Aplicativo monitora crianças com microcefalia em Pernambuco


Um grupo de pesquisadores desenvolveu o aplicativo Mobcare, uma ferramenta que funciona como “diário infantil” e pode ser utilizada para monitorar o tratamento de crianças com a síndrome congênita do vírus Zika.
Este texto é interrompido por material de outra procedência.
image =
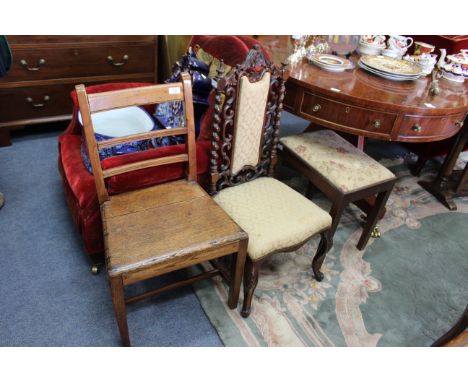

A iniciativa foi idealizada pela Fundação Altino Ventura (FAV), em parceria com a Universidade Federal de Pernambuco (UFPE) e o Centro de Tecnologias Estratégicas do Nordeste (Cetene).


De acordo com os idealizadores, a plataforma pode ser utilizada pelos pais dos pacientes e por profissionais e gestores da saúde pública. “Ele armazena um banco de dados com vídeos, fotos, informações escritas e orientações para pais e familiares, para profissionais e para gestores”, explicou a presidente da FAV, Liana Ventura.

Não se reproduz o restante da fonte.